About Orkney
 About the Site
 Search Site 
  The Trows

The Trows and the Collapsing Kirk

In ancient times, not long after the arrival of the Christians into the islands, it was decided that a church should be built on the side of a loch.

To save them time, the masons working on the new kirk decided they would use the stones stolen from from a nearby mound. For days they carted the cut stone from the ancient howe but it soon became apparent that they had made a dire mistake.
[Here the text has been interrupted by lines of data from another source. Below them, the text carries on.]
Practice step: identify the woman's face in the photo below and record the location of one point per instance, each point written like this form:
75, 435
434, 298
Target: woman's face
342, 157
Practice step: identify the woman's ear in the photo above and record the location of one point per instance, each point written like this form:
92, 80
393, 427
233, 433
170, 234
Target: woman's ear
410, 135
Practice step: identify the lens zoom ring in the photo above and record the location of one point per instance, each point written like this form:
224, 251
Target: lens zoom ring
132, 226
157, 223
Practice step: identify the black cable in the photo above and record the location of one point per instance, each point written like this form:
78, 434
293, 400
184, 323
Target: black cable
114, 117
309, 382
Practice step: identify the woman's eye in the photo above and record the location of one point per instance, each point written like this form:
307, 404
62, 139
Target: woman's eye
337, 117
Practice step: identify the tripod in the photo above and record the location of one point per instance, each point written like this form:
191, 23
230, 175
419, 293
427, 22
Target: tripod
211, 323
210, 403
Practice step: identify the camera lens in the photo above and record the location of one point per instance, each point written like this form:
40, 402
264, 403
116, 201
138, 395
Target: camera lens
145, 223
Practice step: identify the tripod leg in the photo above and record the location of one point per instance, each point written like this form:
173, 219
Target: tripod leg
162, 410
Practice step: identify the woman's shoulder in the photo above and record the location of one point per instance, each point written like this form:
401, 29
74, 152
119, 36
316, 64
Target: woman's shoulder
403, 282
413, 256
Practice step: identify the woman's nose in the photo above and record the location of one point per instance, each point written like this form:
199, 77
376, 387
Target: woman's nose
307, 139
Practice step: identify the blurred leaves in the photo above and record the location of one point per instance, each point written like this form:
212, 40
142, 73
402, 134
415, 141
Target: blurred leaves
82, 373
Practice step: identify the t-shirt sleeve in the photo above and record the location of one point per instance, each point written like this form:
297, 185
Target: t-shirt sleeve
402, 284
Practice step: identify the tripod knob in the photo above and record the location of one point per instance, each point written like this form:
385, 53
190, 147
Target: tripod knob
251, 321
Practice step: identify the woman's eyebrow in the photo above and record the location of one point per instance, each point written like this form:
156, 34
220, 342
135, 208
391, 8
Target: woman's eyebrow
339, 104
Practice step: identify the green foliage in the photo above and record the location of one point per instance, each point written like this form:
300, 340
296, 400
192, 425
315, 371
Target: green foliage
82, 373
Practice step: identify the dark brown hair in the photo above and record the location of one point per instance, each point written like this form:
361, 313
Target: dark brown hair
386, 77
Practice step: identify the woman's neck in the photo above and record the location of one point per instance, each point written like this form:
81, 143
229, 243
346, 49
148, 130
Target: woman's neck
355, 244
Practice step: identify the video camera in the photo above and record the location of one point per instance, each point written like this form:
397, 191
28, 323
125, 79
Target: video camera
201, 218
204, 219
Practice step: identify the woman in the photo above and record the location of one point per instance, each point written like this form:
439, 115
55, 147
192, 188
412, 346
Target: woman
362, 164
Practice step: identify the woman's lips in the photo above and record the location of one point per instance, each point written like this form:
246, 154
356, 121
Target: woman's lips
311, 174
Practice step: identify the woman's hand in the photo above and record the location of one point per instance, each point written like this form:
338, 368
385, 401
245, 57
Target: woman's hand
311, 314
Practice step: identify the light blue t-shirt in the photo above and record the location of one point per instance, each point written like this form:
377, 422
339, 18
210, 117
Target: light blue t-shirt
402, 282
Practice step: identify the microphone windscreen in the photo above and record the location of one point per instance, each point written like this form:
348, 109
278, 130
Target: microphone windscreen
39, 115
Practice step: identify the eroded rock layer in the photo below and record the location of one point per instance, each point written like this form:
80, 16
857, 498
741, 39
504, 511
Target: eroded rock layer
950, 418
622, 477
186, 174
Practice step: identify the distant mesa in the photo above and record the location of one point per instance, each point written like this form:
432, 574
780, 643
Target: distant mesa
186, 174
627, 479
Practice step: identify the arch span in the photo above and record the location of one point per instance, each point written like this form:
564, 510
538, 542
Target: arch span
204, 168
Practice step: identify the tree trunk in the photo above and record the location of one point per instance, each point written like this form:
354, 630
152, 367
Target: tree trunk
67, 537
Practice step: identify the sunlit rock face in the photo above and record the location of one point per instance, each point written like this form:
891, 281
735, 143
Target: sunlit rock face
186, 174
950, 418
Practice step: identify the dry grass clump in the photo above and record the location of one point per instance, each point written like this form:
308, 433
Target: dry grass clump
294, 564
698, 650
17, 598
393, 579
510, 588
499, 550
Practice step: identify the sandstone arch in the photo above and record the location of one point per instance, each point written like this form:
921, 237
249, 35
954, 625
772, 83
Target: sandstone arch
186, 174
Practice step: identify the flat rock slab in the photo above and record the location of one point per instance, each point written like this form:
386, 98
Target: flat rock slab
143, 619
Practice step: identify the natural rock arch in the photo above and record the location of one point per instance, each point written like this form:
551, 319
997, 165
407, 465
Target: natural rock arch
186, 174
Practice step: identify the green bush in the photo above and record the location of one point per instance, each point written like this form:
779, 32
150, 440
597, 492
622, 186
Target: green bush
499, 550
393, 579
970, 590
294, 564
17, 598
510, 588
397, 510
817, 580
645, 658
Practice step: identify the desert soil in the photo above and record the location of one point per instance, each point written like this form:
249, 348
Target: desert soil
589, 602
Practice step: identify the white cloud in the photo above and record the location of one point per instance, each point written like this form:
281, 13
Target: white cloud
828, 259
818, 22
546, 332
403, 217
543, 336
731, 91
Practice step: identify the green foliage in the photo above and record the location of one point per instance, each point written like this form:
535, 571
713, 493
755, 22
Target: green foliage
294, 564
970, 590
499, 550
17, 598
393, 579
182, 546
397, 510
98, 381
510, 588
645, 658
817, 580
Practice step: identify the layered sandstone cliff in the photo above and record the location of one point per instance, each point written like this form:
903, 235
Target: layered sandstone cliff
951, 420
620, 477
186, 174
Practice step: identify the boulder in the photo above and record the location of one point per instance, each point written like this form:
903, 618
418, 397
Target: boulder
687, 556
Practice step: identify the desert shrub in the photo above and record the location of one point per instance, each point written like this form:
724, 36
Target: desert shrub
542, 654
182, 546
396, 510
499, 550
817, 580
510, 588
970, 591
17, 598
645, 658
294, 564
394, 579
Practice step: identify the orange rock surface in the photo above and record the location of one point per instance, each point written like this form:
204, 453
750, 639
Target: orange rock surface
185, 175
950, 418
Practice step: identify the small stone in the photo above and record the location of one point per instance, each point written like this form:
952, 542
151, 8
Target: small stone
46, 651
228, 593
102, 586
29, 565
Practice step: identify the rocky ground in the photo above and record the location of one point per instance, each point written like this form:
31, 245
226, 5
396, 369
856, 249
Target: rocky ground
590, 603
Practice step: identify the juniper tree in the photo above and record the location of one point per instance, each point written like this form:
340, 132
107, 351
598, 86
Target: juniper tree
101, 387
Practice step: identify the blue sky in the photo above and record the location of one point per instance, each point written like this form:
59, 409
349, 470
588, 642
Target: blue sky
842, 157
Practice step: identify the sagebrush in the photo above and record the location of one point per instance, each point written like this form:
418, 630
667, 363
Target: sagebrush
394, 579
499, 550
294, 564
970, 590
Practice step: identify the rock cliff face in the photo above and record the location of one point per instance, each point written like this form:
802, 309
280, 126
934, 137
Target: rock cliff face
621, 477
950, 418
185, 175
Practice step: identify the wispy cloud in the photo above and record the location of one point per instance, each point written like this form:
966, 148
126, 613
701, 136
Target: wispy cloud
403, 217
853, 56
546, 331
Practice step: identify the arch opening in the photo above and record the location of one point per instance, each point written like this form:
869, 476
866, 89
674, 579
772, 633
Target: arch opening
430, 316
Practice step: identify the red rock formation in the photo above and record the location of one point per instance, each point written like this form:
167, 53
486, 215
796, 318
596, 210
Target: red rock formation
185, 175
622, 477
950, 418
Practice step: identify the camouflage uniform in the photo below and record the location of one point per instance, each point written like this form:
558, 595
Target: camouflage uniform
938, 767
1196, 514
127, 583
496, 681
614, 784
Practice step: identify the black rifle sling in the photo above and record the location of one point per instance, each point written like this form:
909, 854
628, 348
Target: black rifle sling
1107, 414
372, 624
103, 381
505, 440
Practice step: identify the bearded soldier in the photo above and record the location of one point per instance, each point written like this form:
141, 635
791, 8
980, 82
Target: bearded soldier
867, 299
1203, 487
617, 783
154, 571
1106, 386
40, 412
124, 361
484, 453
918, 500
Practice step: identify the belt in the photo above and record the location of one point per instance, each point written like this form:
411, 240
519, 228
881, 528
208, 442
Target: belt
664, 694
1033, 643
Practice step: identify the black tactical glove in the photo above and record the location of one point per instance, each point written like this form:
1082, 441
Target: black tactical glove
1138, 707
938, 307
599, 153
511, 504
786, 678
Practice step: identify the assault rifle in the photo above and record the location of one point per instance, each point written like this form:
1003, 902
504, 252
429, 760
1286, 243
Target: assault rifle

They learned that no matter how hard they worked at raising the church, little or no progress could be made in the construction of the building. They would built all day but then the following morning the always discovered that what they had built had been demolished and lay scattered across the heather.

What the builders hadn't realised was that the mound was the home of a community of hill-folk. Angered at the robbing of their ancient howe, each night the heathen little creatures pulled down what had been built during the day.

Finally, after a long period of no progress, a priest was brought to the site to consecrate the area and to discharge an anathema at the trows.

The holy man's intervention worked and the trows were forced to flee the site and take residence on another island. The departure of the peedie-folk allowed the masons to complete the church without further interruption.

Their departure was not without retaliation however. The unfortunate priest found that whenever he entered the newly built church he was struck dumb, although he no difficulty in speaking elsewhere.

As was the case with the islands' other magical inhabitants, many pious people believed that the preaching of the Holy Gospel finally drove the trows to leave the islands.